Michael Brady, GIB LLC’s chief executive officer, didn’t seem chastened. Following the settlement, he bragged to the New York Times that insurance would cover the company’s expenses and that GIB would “get to sell the product forever without reformulation.” GIB failed to fully comply with the settlement until Kamala Harris, Brown’s successor as state Attorney General, obtained a court order against the company in September 2022. Only then did GIB change its product formula – and not by much. The new formula contains between three and seven percent liquid formaldehyde, down from 11.8 percent in the original formula.
Meanwhile, other formaldehyde hair products escaped similar legal action and FDA attention.
The federal Occupational Safety and Heath Administration has made a more concerted effort to protect workers. In early 2011, it issued a hazard alert to salons. That year and the next, it cited 49 workplaces, including manufacturers, distributors, beauty schools and salons, for violations including failing to protect their workers from formaldehyde and failing to communicate the dangers of these products to hair stylists and customers.
Enforcement punishes offenses that have already happened. It does not prevent salons from using products with dangerous levels of formaldehyde. Nor does it protect consumers who purchase such products on the Internet.
Reform of federal law could mean the end of formaldehyde-loaded hair straighteners
Although Congress has frequently updated the federal Food, Drug, and Cosmetic Act of 1938 to modernize the FDA’s powers to keep food and drugs safe, it has largely ignored the cosmetics provisions. The FDA cannot order a mandatory recall of bottles of Brazilian Blowout already in salons or private homes. To seize dangerous cosmetics, the FDA must persuade the Department of Justice to file a federal lawsuit against a company, an exercise Justice is unlikely to undertake in a non-emergency. The constraints on the FDA’s authority and competing demands on its resources and personnel present obstacles to the agency’s regulation of formaldehyde in hair products, and that’s not likely to change until Congress changes the law itself.

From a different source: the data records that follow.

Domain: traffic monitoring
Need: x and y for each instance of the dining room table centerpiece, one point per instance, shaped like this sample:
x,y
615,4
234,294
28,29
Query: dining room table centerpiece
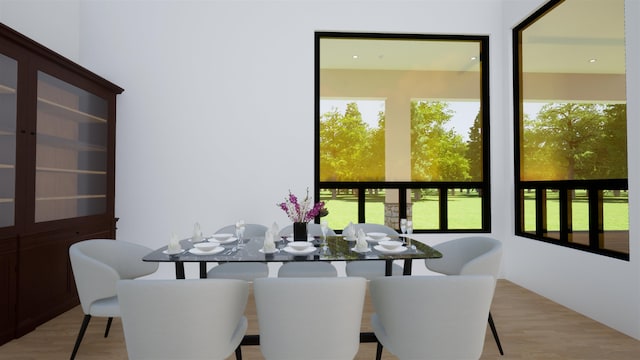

The Personal Care Products Safety Act, introduced by Sens. Diane Feinstein (D-Calif.) and Susan Collins (R-Maine), would strengthen and modernize federal regulation of personal care products under the 1938 law. The Feinstein-Collins bill would require companies to ensure that their formulations were safe before marketing them. It would give the FDA more tools to protect the public, including authority to order a mandatory recall. It would require the FDA to review five risky chemicals per year, starting with formaldehyde, and empower the FDA to restrict the use of any cosmetic ingredients found to be harmful.
Executives in the personal care products industry often boast that they police themselves. Obviously, they don’t. The long-running Brazilian Blowout saga presents a frightening example of how profits trump public safety. Injuries are piling up. Many stylists have quit their jobs because exposure to formaldehyde has made them too sick to work.
This situation needs to change. Congress should enact the Personal Care Products Safety Act to ensure that the FDA has the power to take these poisonous products off of the market once and for all.